1.4 Executive Summary: Several possible solutions
The preceding pages offer a summary diagnosis; the Main Report provides many further
details of, and insights into, the various maladies plaguing the cattle and beef sectors. But
what is the prescription? What is to be the treatment?
Restructuring a sector is hard. Such a process takes time. Policy-makers must ensure that
the costs and benefits of restructuring are both distributed broadly. In the absence of such
care, the largest and most powerful players will push all costs onto the smallest and weakest;
the 2003 BSE-triggered crisis, with its packer profits and farmer losses, provides a stark
demonstration of this make-the-little-guy-pay dynamic.

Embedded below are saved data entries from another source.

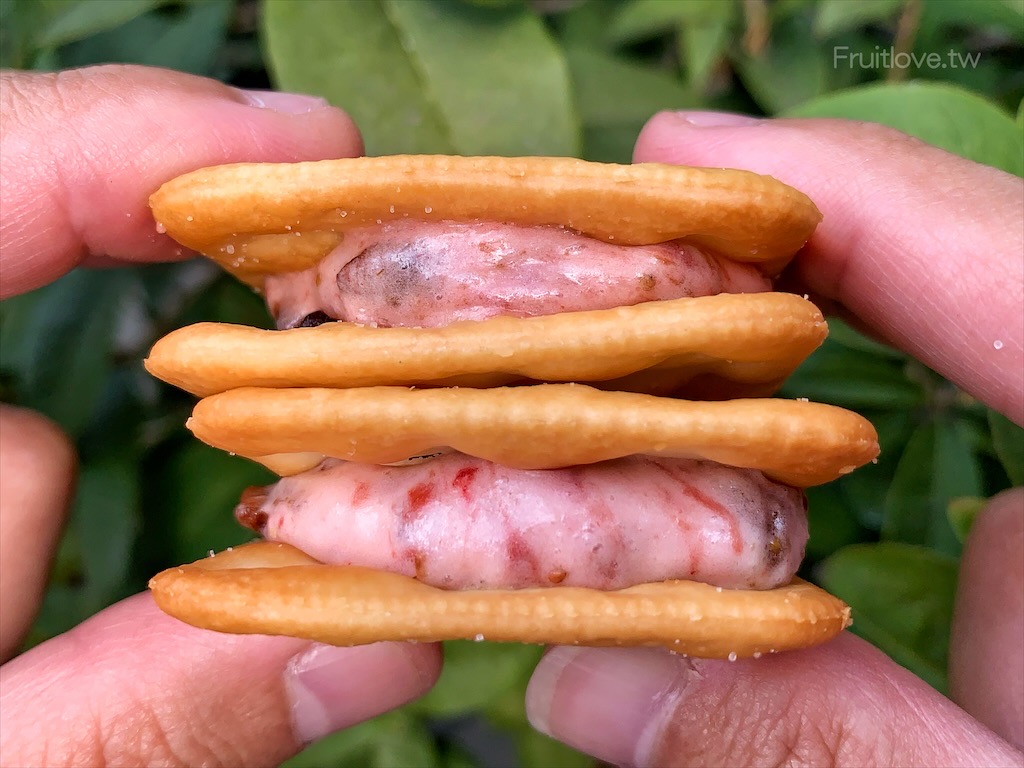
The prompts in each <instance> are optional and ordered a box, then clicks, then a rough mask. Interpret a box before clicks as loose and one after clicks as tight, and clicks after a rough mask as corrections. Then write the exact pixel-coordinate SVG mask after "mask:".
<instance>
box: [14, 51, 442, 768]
mask: <svg viewBox="0 0 1024 768" xmlns="http://www.w3.org/2000/svg"><path fill="white" fill-rule="evenodd" d="M0 78H2V81H0V86H2V87H0V100H2V103H0V164H2V165H0V215H2V219H0V297H7V296H11V295H14V294H17V293H22V292H25V291H29V290H32V289H34V288H38V287H40V286H42V285H45V284H46V283H48V282H50V281H52V280H54V279H56V278H58V276H59V275H60V274H62V273H65V272H67V271H69V270H70V269H72V268H74V267H75V266H77V265H101V264H102V265H108V264H111V263H127V262H141V261H160V260H168V259H175V258H183V257H186V256H188V255H190V254H187V253H182V252H181V250H180V248H179V247H178V246H177V245H176V244H174V243H173V242H172V241H171V240H170V239H169V238H167V237H166V236H162V234H158V233H157V231H156V229H155V225H154V222H153V218H152V216H151V215H150V212H148V208H147V203H146V201H147V197H148V195H150V194H151V193H152V191H153V190H154V189H156V188H157V186H159V185H160V184H161V183H162V182H163V181H166V180H168V179H170V178H172V177H174V176H176V175H178V174H180V173H183V172H185V171H189V170H193V169H195V168H200V167H203V166H209V165H216V164H220V163H231V162H243V161H247V162H288V161H299V160H313V159H323V158H333V157H344V156H353V155H357V154H358V153H359V152H360V151H361V143H360V139H359V136H358V133H357V131H356V129H355V127H354V126H353V124H352V123H351V121H350V120H349V119H348V118H347V117H346V116H345V115H344V114H343V113H341V112H340V111H338V110H335V109H333V108H330V106H328V104H327V103H326V102H324V101H322V100H319V99H314V98H311V97H308V96H296V95H291V94H281V93H263V92H254V93H247V92H243V91H239V90H236V89H233V88H229V87H227V86H223V85H221V84H219V83H215V82H213V81H209V80H205V79H201V78H196V77H191V76H187V75H181V74H178V73H172V72H166V71H161V70H152V69H143V68H133V67H102V68H93V69H88V70H81V71H74V72H66V73H60V74H56V75H38V74H25V73H3V74H2V75H0ZM74 465H75V460H74V453H73V449H72V447H71V445H70V444H69V442H68V440H67V438H66V437H63V435H61V434H60V432H59V431H58V430H57V428H56V427H55V426H54V425H52V424H51V423H50V422H48V421H46V420H45V419H43V418H42V417H40V416H39V415H37V414H33V413H30V412H27V411H24V410H20V409H15V408H12V407H8V406H0V478H2V484H0V660H4V662H6V664H4V665H3V667H2V668H0V732H2V733H3V740H2V742H0V763H2V764H3V765H10V766H27V765H65V764H76V765H158V764H159V765H176V764H181V765H231V766H247V765H272V764H276V763H280V762H281V761H282V760H284V759H286V758H287V757H289V756H290V755H292V754H294V753H295V752H297V751H298V750H299V749H300V748H301V746H302V744H303V743H304V742H306V741H309V740H312V739H314V738H317V737H319V736H323V735H326V734H327V733H328V732H330V731H333V730H337V729H339V728H343V727H346V726H348V725H352V724H354V723H356V722H359V721H361V720H365V719H367V718H370V717H372V716H374V715H377V714H379V713H382V712H385V711H387V710H389V709H392V708H394V707H397V706H398V705H400V703H403V702H406V701H408V700H409V699H411V698H414V697H416V696H418V695H420V694H422V693H423V692H425V691H426V690H427V689H428V688H429V687H430V686H431V685H432V684H433V682H434V680H435V679H436V677H437V674H438V672H439V666H440V658H439V653H438V649H437V647H436V646H433V645H413V644H386V643H385V644H378V645H370V646H364V647H359V648H335V647H330V646H322V645H316V644H311V643H309V642H306V641H300V640H294V639H290V638H269V637H255V636H246V637H240V636H230V635H220V634H216V633H212V632H204V631H201V630H196V629H193V628H191V627H188V626H186V625H183V624H180V623H179V622H177V621H175V620H173V618H170V617H168V616H166V615H164V614H163V613H162V612H160V611H159V610H158V609H157V608H156V606H155V605H154V603H153V600H152V599H151V598H150V596H148V595H147V594H143V595H136V596H134V597H132V598H129V599H127V600H124V601H122V602H121V603H118V604H117V605H115V606H113V607H111V608H109V609H106V610H104V611H102V612H101V613H99V614H97V615H96V616H94V617H92V618H91V620H89V621H88V622H86V623H84V624H83V625H81V626H80V627H78V628H77V629H75V630H73V631H72V632H69V633H68V634H66V635H62V636H59V637H56V638H54V639H52V640H50V641H48V642H46V643H44V644H42V645H39V646H37V647H35V648H33V649H32V650H30V651H28V652H26V653H24V654H22V655H20V656H17V657H14V658H12V659H11V660H7V659H9V658H10V657H11V655H12V654H13V653H14V652H15V650H16V648H17V645H18V643H19V641H20V639H22V638H23V637H24V635H25V632H26V631H27V629H28V627H29V625H30V623H31V621H32V617H33V616H34V614H35V612H36V610H37V609H38V607H39V602H40V600H41V598H42V592H43V588H44V585H45V580H46V577H47V573H48V570H49V562H50V559H51V556H52V554H53V550H54V547H55V544H56V540H57V537H58V534H59V528H60V525H61V521H62V516H63V510H65V507H66V506H67V503H68V501H69V498H70V497H71V495H72V487H73V484H74V482H73V475H74Z"/></svg>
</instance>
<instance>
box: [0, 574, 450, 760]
mask: <svg viewBox="0 0 1024 768" xmlns="http://www.w3.org/2000/svg"><path fill="white" fill-rule="evenodd" d="M439 671H440V654H439V652H438V648H437V646H436V645H428V644H423V645H417V644H413V643H378V644H376V645H362V646H358V647H354V648H339V647H334V646H329V645H318V644H311V643H309V642H306V641H303V640H295V639H293V638H285V637H259V636H248V635H247V636H236V635H219V634H217V633H213V632H206V631H204V630H198V629H195V628H193V627H189V626H187V625H184V624H181V623H180V622H178V621H176V620H174V618H171V617H170V616H167V615H165V614H164V613H162V612H161V611H160V610H159V609H158V608H157V606H156V605H155V604H154V602H153V598H152V597H150V595H147V594H143V595H136V596H134V597H131V598H129V599H127V600H124V601H122V602H120V603H118V604H116V605H114V606H112V607H110V608H106V609H105V610H103V611H101V612H100V613H97V614H96V615H95V616H93V617H92V618H90V620H88V621H87V622H85V623H84V624H82V625H79V626H78V627H77V628H75V629H74V630H72V631H71V632H69V633H68V634H65V635H60V636H58V637H56V638H54V639H52V640H50V641H48V642H46V643H44V644H42V645H38V646H36V647H35V648H33V649H32V650H30V651H28V652H26V653H23V654H22V655H20V656H17V657H16V658H14V659H13V660H11V662H8V663H7V664H5V665H4V666H3V667H0V732H2V733H3V739H2V740H0V766H29V765H54V766H55V765H108V766H137V765H223V766H239V768H244V767H245V766H260V765H276V764H279V763H281V762H282V761H284V760H285V759H287V758H289V757H290V756H292V755H294V754H295V753H296V752H298V751H299V750H300V749H301V748H302V746H303V745H304V744H305V743H308V742H309V741H312V740H314V739H316V738H321V737H323V736H326V735H327V734H328V733H331V732H332V731H335V730H338V729H341V728H345V727H348V726H350V725H353V724H355V723H358V722H360V721H362V720H367V719H368V718H371V717H374V716H375V715H379V714H381V713H383V712H386V711H388V710H391V709H393V708H395V707H398V706H399V705H401V703H404V702H406V701H409V700H410V699H412V698H415V697H417V696H419V695H421V694H423V693H424V692H426V690H427V689H428V688H429V687H430V686H431V685H432V684H433V682H434V680H436V678H437V675H438V673H439Z"/></svg>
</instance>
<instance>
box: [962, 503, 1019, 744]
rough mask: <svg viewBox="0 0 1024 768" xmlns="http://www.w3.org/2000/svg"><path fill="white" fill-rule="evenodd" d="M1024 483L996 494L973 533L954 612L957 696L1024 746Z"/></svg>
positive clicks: (986, 721) (1003, 734)
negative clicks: (1005, 491) (1015, 486)
mask: <svg viewBox="0 0 1024 768" xmlns="http://www.w3.org/2000/svg"><path fill="white" fill-rule="evenodd" d="M1022 571H1024V488H1015V489H1013V490H1009V492H1007V493H1005V494H1000V495H999V496H997V497H995V498H994V499H992V501H991V502H990V503H989V504H988V506H987V507H986V508H985V509H984V510H983V511H982V512H981V513H980V515H979V516H978V518H977V520H976V521H975V524H974V527H973V528H972V530H971V536H970V538H969V539H968V542H967V547H966V548H965V550H964V559H963V560H962V561H961V572H959V585H958V588H957V594H956V604H955V610H954V613H953V628H952V637H951V638H950V646H949V689H950V694H951V696H952V698H953V700H954V701H956V702H957V703H959V705H961V707H963V708H964V709H965V710H967V711H968V712H969V713H971V714H972V715H974V716H975V717H976V718H978V720H980V721H981V722H983V723H984V724H985V725H987V726H989V727H990V728H991V729H992V730H994V731H995V732H996V733H998V734H999V735H1000V736H1002V737H1004V738H1006V739H1007V740H1008V741H1010V742H1011V743H1013V744H1015V745H1016V746H1018V748H1019V749H1024V578H1022Z"/></svg>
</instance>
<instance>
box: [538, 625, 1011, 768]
mask: <svg viewBox="0 0 1024 768" xmlns="http://www.w3.org/2000/svg"><path fill="white" fill-rule="evenodd" d="M526 711H527V714H528V716H529V718H530V721H531V722H532V723H534V725H535V726H536V727H538V728H539V729H540V730H542V731H544V732H545V733H548V734H550V735H552V736H554V737H555V738H557V739H560V740H562V741H565V742H566V743H568V744H569V745H571V746H574V748H577V749H578V750H581V751H583V752H586V753H588V754H590V755H593V756H595V757H597V758H599V759H601V760H603V761H606V762H609V763H613V764H616V765H618V764H624V765H636V766H658V767H659V768H670V767H671V766H684V765H685V766H690V765H693V766H696V765H752V766H753V765H840V766H864V765H948V766H952V765H986V766H1011V765H1020V760H1021V755H1020V753H1018V752H1017V751H1016V750H1014V749H1013V748H1012V746H1010V744H1008V743H1007V742H1006V741H1004V740H1002V739H1000V738H999V737H998V736H996V735H995V734H994V733H992V732H991V731H989V730H988V729H986V728H985V727H984V726H982V725H980V724H978V723H976V722H975V721H974V720H972V719H971V718H970V717H969V716H968V715H967V714H965V713H964V712H963V711H962V710H959V709H957V708H956V707H955V706H954V705H953V703H952V702H951V701H949V700H948V699H947V698H945V697H944V696H942V695H941V694H939V693H938V692H937V691H935V690H934V689H933V688H931V687H929V686H928V685H926V684H925V683H924V682H922V681H921V680H919V679H918V678H915V677H914V676H913V675H911V674H910V673H909V672H907V671H906V670H904V669H902V668H901V667H897V666H896V665H895V664H894V663H893V662H891V660H890V659H889V658H887V657H886V656H885V655H883V654H882V652H881V651H879V650H877V649H874V648H872V647H871V646H870V645H868V644H867V643H865V642H864V641H862V640H860V639H859V638H857V637H854V636H853V635H850V634H848V633H846V634H844V635H841V636H840V637H839V638H837V639H836V640H835V641H833V642H830V643H828V644H827V645H823V646H819V647H817V648H812V649H809V650H805V651H797V652H791V653H780V654H778V655H773V656H764V657H762V658H759V659H744V660H738V662H719V660H707V659H695V658H694V659H689V658H684V657H682V656H677V655H673V654H670V653H669V652H668V651H662V650H654V649H621V648H614V649H609V648H601V649H597V648H556V649H554V650H553V651H552V652H550V653H549V654H548V655H547V656H545V657H544V659H542V662H541V664H540V666H539V667H538V669H537V671H536V672H535V674H534V679H532V680H531V681H530V684H529V688H528V690H527V693H526Z"/></svg>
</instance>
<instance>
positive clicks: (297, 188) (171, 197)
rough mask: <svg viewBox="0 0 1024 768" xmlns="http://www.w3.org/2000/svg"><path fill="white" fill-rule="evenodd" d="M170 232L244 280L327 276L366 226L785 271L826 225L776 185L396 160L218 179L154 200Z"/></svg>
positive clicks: (724, 173)
mask: <svg viewBox="0 0 1024 768" xmlns="http://www.w3.org/2000/svg"><path fill="white" fill-rule="evenodd" d="M150 205H151V207H152V208H153V212H154V216H155V217H156V219H157V222H158V224H159V225H160V227H162V228H164V229H166V231H167V232H168V233H169V234H171V237H173V238H174V239H175V240H176V241H178V242H179V243H181V244H183V245H185V246H187V247H188V248H191V249H194V250H196V251H199V252H200V253H203V254H206V255H207V256H209V257H211V258H213V259H215V260H216V261H218V262H219V263H220V264H222V265H223V266H224V267H225V268H226V269H227V270H228V271H230V272H232V273H233V274H236V275H237V276H238V278H240V279H241V280H243V281H245V282H247V283H249V284H251V285H254V286H257V287H258V286H261V285H262V282H263V275H265V274H268V273H274V272H282V271H296V270H299V269H304V268H306V267H308V266H311V265H312V264H315V263H316V262H317V261H319V260H321V259H322V258H324V257H325V256H326V255H327V254H328V253H330V252H331V251H332V250H333V249H334V248H335V247H336V246H337V245H338V244H339V243H340V242H341V239H342V238H343V237H344V234H345V231H346V230H348V229H351V228H354V227H359V226H368V225H372V224H375V223H381V222H384V221H391V220H395V219H402V218H410V219H422V220H454V221H476V220H481V221H505V222H513V223H518V224H525V225H542V224H553V225H561V226H567V227H570V228H572V229H577V230H579V231H581V232H583V233H585V234H588V236H590V237H592V238H596V239H598V240H604V241H607V242H613V243H620V244H623V245H650V244H652V243H664V242H667V241H670V240H686V241H688V242H690V243H693V244H695V245H699V246H707V247H709V248H712V249H714V250H716V251H718V252H719V253H722V254H724V255H726V256H729V257H730V258H733V259H735V260H737V261H751V262H756V263H758V264H760V265H761V266H762V268H763V269H764V271H766V272H767V273H769V274H774V273H777V272H778V271H779V270H780V269H781V268H782V266H783V265H784V264H785V263H786V262H787V261H788V260H790V259H791V258H792V257H793V254H795V253H796V252H797V251H798V250H799V249H800V247H801V246H803V244H804V243H805V242H806V241H807V239H808V238H809V237H810V236H811V232H812V231H813V230H814V227H815V226H816V225H817V223H818V221H820V219H821V214H820V213H819V212H818V210H817V208H815V207H814V204H813V203H811V201H810V200H809V199H808V198H807V197H806V196H805V195H803V194H802V193H800V191H797V190H796V189H794V188H793V187H791V186H787V185H785V184H783V183H781V182H779V181H776V180H775V179H773V178H771V177H769V176H760V175H758V174H755V173H750V172H748V171H735V170H726V169H716V168H686V167H682V166H670V165H659V164H639V165H611V164H602V163H588V162H585V161H582V160H574V159H571V158H462V157H446V156H400V155H399V156H390V157H383V158H346V159H341V160H325V161H319V162H316V163H294V164H280V165H274V164H242V165H230V166H219V167H216V168H205V169H202V170H199V171H195V172H193V173H188V174H185V175H184V176H180V177H178V178H176V179H173V180H172V181H169V182H167V183H166V184H164V185H163V186H162V187H161V188H160V189H159V190H158V191H157V193H155V194H154V195H153V197H152V198H151V199H150Z"/></svg>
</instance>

Restructuring our cattle and beef sectors will be made harder by the fact that Canada has
allowed a critical link—our packing plants—to be largely captured by two foreign-based
transnationals, Cargill and Tyson. Restructuring will also be made more challenging by the
weakened and impoverished state of our cow-calf producers and small- and medium-sized
independent feeders; these sectors are financially exhausted and less resilient than in previous
decades.
Another impediment to restructuring is the fiction of free, fair, and open markets—a fiction
common in cattle-industry publications and at industry meetings. In an age of captive
supplies, two-packer control, giant grocery chains, and packer-owned auction yards, the “free
market” has become one part nostalgia and one part parody. To make real progress, we need
to develop and popularize a more sophisticated, up-to-date, and business-like assessment of
market realities. As the former CEO of agribusiness giant Archer Daniels Midland (ADM)famously said in the early years of this decade:The free market is a myth. Everybody knows that. Just very few people say it. If
you're in the position like I am and do business all over the world, and if I'm not smart enough to know there's no free market, I ought to be fired. . . . You can’t have farming on a total laissez-faire system because the sellers are too weak and
the buyers are too strong. Another impediment is that our political class is increasingly timid and deferential in its dealings with the corporate aristocracy. It sometimes appears that the office of government livestock policy is at risk of becoming a wholly owned subsidiary of the packing ector. In private conversations, insiders in the Alberta beef, cattle, and political sectors readily acknowledge the connections between large feedlots, packers, and some federal and
provincial politicians. Astute observers are thus not surprised that packers’ interests are well-protected in Edmonton and Ottawa.Despite these challenges, we must move ahead with bold solutions. The alternative, the
status quo, is to watch the majority of cow-calf producers and independent feeders financially ruined and forced out; it is to watch an ever-greater portion of our beef production wealth
captured by transnational packers and retailers, extracted from rural areas and from the nation as a whole and shunted off to shareholders and executives at Cargill, Tyson, Wal-Mart, and Safeway. Whether we act or whether we do not, our cattle and beef sectors will be
restructured; they’re being restructured now. Our only decision is this: Will we do the
restructuring, or will it be done to us? Are we masters in this house? Or are we servants?